This is the mail archive of the
gcc@gcc.gnu.org
mailing list for the GCC project.
Re: Performance of Integer Multiplication on PIII
- To: <pete at ltoi dot iap dot physik dot tu-darmstadt dot de>, <kevin at atkinson dot dhs dot org>
- Subject: Re: Performance of Integer Multiplication on PIII
- From: "Tim Prince" <tprince at computer dot org>
- Date: Sat, 3 Nov 2001 08:34:28 -0800
- Cc: <gcc at gcc dot gnu dot org>
- References: <Pine.A32.4.40.0111031642220.12759-100000@ltoi.iap.physik.tu-darmstadt.de>
----- Original Message -----
From: <pete@ltoi.iap.physik.tu-darmstadt.de>
To: <kevin@atkinson.dhs.org>
Cc: <gcc@gcc.gnu.org>
Sent: Saturday, November 03, 2001 7:36 AM
Subject: Re: Performance of Integer Multiplication on PIII
> Hi!
>
> A slight step off-topic.
>
> -Regarding architectural differences between the (now) 4 different P6
> incarnations P6 Model 1 to 4 (aka PPro, PII, PIII and PIII-Tualin):
> There are no significant differences between them, that justify
special
> -march sub options (at least in 32 bit mode) for gcc.
> Whithin a small margin, they perform all equal, if you "divide out"
the
> differences of the evironments (Chipsets, RAM & RAM-speed, CPU
internal
> speed,...)
>
> -In respect of the PIV (as public relations call it): This is just a
> different CPU. So much different, that i suggest, we are better of,
not
> to biase -march=i686 for it's various quirks. I.e.: For this CPU, one
> should indeed use a new arch sub option.

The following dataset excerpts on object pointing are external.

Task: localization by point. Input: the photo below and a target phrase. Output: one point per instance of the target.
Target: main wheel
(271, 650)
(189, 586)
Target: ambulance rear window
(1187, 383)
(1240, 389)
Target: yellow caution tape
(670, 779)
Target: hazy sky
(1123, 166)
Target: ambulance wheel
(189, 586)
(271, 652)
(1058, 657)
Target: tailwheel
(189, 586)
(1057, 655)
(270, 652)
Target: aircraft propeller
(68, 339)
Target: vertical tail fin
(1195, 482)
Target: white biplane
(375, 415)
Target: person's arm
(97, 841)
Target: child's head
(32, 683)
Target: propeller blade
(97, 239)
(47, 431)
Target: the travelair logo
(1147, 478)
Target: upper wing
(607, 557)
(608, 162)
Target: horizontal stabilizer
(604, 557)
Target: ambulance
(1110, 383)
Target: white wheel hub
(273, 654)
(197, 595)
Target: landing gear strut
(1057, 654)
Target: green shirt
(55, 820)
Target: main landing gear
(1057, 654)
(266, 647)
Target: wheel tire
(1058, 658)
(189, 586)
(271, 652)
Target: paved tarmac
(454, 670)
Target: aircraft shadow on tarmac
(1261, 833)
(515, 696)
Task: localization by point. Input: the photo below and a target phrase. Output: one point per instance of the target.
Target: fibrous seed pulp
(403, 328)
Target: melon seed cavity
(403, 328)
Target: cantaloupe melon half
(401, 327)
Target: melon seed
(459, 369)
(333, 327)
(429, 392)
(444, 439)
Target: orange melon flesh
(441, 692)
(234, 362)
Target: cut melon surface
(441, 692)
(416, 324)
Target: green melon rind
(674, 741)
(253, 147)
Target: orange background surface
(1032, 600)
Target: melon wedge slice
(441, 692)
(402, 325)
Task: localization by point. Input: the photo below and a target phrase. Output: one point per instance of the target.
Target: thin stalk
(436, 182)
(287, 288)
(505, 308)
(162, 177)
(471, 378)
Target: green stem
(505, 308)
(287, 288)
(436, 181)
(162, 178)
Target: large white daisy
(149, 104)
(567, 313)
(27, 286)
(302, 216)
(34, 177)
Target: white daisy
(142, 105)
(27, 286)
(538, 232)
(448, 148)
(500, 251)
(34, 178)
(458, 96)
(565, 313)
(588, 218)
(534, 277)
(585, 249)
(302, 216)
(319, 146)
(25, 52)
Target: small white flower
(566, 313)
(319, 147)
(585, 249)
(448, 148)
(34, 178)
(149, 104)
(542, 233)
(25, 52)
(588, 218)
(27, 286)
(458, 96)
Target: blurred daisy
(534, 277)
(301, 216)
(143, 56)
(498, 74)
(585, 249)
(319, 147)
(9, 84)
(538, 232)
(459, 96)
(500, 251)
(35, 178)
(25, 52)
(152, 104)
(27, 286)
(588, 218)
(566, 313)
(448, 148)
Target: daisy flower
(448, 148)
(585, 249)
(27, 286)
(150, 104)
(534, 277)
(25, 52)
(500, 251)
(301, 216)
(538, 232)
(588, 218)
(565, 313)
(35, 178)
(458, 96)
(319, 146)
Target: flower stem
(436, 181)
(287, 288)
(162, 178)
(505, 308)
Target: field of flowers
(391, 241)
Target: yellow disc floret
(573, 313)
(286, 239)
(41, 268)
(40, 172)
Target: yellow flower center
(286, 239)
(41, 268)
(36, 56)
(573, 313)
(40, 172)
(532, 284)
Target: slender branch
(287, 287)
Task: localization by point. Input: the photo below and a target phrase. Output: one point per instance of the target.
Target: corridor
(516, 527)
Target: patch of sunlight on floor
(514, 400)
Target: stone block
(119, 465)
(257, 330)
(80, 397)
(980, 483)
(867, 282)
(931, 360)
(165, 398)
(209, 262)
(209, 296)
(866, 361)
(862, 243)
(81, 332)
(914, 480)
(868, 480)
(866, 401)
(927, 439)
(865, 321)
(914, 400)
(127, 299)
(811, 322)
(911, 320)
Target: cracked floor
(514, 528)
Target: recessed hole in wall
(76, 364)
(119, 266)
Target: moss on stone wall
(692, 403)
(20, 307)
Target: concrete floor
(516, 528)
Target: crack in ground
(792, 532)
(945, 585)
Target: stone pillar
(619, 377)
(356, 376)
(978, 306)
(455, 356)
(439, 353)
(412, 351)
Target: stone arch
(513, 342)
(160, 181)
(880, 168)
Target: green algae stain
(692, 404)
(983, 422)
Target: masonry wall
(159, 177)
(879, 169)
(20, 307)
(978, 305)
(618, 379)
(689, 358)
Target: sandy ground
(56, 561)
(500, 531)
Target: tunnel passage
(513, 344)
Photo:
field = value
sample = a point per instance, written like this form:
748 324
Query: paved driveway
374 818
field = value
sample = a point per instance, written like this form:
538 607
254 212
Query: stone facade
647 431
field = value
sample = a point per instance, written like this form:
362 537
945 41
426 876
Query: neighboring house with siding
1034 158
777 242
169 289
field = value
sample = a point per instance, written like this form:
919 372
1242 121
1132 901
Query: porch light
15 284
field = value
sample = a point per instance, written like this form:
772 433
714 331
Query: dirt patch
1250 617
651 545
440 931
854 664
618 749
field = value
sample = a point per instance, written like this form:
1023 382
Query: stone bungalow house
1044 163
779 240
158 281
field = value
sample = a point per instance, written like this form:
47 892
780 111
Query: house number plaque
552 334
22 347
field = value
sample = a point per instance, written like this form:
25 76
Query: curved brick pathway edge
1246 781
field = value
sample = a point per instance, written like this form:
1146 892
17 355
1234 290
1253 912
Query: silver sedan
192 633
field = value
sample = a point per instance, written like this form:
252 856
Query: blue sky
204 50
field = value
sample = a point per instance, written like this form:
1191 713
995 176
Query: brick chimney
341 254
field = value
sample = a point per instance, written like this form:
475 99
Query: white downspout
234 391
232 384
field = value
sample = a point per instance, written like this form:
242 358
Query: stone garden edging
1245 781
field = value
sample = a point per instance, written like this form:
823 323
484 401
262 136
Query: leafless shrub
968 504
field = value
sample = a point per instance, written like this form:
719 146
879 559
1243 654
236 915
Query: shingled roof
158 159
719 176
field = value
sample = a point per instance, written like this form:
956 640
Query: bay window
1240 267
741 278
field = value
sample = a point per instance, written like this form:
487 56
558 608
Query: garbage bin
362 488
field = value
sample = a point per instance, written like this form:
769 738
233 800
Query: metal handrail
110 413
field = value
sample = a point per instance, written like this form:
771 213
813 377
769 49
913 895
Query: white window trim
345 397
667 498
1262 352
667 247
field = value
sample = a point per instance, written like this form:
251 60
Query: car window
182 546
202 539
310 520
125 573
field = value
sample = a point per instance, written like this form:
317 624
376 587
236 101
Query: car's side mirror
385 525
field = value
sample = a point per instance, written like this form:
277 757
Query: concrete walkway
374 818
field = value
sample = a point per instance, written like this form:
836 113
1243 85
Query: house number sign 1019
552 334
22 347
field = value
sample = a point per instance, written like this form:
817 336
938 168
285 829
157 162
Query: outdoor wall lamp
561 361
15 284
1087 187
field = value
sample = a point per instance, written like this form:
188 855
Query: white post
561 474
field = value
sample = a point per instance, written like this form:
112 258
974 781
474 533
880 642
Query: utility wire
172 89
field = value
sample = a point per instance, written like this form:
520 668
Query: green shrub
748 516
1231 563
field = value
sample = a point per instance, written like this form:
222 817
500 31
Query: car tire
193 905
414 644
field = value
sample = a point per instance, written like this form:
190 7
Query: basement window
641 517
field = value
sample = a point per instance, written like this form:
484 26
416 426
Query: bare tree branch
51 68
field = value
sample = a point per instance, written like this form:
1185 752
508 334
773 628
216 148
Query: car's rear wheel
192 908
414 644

> (I'am not informed about to what extent this is done in gcc-3.1)
>
gcc-3.1 has -march=pentium4 for the P4. Of course, subsequent NetBurst
versions should reduce a few of the excessive operation costs.
>
> -On topic:
> (See below)
>
> Hope that helps,
>
> Peter Schorsch
>
> > When running these same tests on on Mobile Pentium MMX
(using -march=i586)
> > Gcc code does out perform mine. I do not have anything in between to
run
> > these tests on so I would appreciate it if someone with a Pentium Pro
and
> > PII (or is that the same thing as a Pentium Pro?) could run them and
post
> > the results.
>
> Form Agner Fog (http://www.agner.org/assem/) pentopt.zip
>
> PPlain PMMX PPro PII PIII
> IMUL latency 9 9 4 4 4
> IMUL throughput 1/9 1/9 1/1 1/1 1/1
>
> That means, imul is pipelined on i686 ...
>
> > So I guess the lesson here is that on PIII integer multiplication is
fast
> > enough that doing special tricks to avoid integer multiplication will
hurt
> > performs in stead of helping it.
>
Even on the P4, code which permits full pipelining will run well with
imul, while the add and shift sequences are preferable in contexts where
that is not possible. I haven't seen any compiler which is able to
distinguish those situations.